Sparlare del capo su Whatsapp non è reato

Parlare male del capo su Whatsapp può portare al licenziamento? La Sezione Lavoro della “Suprema” ha stabilito infatti giurisprudenza attiva sul tema

Mentiremmo se dicessimo che questa domanda non ce la siamo mai posta in tanti: parlare male del capo su Whatsapp può portare al licenziamento? Una recente pronuncia della Cassazione fa luce su un quesito giuridico che interessa molti e il sunto di quella sentenza è che no, sparlare di un superiore o del datore di lavoro in una chat che però sia estranea all’ambiente lavorativo “non ha rilievo disciplinare”. Ne consegue che non può costare il posto di lavoro al dipendente. 

Che succede a parlare male del capo su Whatsapp

La Sezione lavoro della “Suprema” ha stabilito infatti giurisprudenza attiva sul caso di un licenziamento adottato “per giusta causa” del 2017. In fascicolo ci finì il comandante delle guardie giurate di Udine e dipendente di una società di vigilanza privata, la Italpol Spa. In un chat privata costui aveva sparlato del suo capo con un collega ma lasciando tracce nel Pc dell’ufficio. L’uomo era stato licenziato anche per motivi concomitanti ma non attinenti il merito della vicenda poi finita dagli “Ermellini”. 
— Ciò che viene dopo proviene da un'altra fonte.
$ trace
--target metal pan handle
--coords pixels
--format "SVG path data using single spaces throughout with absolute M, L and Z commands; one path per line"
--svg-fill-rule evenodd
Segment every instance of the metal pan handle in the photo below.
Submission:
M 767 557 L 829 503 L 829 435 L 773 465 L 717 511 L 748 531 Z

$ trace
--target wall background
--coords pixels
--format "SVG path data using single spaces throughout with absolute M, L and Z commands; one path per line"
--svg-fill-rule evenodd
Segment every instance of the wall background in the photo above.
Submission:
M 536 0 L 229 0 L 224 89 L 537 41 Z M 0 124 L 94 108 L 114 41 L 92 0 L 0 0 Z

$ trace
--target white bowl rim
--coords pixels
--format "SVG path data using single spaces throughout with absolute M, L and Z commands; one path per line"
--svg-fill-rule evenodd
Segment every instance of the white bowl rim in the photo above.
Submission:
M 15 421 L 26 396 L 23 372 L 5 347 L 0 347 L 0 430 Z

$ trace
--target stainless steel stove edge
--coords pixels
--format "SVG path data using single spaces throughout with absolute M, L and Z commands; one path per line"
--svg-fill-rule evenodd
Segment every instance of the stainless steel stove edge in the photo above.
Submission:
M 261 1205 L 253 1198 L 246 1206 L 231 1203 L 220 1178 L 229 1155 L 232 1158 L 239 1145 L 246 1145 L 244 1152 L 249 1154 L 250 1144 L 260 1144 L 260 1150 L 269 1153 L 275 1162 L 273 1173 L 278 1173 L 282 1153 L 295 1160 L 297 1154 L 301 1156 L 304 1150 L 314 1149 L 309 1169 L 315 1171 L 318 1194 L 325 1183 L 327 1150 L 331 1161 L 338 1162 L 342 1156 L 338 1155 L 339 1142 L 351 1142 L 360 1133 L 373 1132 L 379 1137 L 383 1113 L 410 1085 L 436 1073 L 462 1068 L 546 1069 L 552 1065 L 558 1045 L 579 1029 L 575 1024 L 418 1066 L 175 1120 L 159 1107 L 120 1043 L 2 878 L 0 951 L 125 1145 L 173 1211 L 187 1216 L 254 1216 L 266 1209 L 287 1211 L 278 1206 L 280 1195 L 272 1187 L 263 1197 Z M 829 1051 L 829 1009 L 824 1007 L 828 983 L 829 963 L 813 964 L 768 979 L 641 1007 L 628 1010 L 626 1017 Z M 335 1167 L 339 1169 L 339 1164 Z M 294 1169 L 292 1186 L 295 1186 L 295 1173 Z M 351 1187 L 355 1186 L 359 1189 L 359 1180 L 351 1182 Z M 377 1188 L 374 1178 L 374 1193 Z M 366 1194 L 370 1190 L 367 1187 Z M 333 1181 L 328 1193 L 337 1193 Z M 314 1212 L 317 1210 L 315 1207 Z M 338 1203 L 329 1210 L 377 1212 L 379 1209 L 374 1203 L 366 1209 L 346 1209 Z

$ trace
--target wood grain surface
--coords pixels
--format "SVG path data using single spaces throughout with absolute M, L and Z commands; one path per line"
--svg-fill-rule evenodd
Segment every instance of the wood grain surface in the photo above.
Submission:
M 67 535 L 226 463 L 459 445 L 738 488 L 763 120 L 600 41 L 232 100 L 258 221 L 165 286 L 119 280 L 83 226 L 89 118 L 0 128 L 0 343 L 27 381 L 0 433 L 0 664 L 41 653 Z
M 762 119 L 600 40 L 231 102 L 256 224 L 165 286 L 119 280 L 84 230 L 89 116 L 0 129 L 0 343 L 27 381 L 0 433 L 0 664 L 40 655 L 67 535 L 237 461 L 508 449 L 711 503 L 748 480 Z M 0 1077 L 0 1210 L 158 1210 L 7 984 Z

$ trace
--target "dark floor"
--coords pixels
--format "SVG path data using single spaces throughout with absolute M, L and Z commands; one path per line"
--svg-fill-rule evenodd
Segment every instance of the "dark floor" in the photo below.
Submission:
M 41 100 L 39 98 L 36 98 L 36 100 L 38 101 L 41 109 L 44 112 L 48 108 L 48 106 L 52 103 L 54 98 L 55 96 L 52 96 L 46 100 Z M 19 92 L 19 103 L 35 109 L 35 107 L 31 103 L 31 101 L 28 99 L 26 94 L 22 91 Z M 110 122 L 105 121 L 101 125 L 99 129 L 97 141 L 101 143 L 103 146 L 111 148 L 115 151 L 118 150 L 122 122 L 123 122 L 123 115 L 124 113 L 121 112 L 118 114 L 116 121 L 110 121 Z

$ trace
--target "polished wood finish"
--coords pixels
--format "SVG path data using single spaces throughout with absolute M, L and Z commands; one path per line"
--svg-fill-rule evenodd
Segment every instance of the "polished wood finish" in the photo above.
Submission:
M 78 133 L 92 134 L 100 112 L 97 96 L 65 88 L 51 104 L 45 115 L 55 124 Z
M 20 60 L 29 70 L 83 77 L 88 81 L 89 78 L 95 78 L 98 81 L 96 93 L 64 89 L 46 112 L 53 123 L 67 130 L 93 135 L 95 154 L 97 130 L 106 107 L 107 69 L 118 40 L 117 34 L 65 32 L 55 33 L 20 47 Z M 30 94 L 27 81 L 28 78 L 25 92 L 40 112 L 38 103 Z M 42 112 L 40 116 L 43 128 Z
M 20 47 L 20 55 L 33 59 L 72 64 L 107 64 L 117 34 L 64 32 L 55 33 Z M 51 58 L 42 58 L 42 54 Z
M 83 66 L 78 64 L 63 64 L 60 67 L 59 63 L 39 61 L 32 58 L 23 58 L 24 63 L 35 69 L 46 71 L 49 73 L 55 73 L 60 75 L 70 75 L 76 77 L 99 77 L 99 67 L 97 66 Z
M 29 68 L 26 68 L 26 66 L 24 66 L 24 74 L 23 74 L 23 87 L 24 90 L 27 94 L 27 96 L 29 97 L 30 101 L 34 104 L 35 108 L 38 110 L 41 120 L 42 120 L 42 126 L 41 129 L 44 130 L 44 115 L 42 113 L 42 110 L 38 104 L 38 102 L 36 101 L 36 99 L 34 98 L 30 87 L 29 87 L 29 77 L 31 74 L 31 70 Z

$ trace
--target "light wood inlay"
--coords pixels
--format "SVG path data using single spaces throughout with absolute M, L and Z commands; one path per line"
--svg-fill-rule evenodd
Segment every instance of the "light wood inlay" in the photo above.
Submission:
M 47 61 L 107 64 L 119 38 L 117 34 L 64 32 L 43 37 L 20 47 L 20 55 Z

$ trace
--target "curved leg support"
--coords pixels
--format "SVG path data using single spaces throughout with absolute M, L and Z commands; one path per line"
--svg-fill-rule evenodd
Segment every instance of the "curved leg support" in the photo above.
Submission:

Sparlare non significa violare le regole

E su quello specifico aspetto la Suprema Corte ha deciso che parlare male, “anche con giudizi pesanti e lesivi, del presidente e degli amministratori delegati della società per cui si lavora non è una condotta in sé idonea a violare i doveri di correttezza e buona fede. Il dipendente che esprime valutazioni negative e dal contenuto discutibile sui vertici aziendali non incorre dunque in sanzioni disciplinari, né tanto meno perde il posto”. Il pronunciamento era già emerso nel merito del secondo grado ma la società aveva adito la Cassazione, vedendosi confermare il torto giuridico.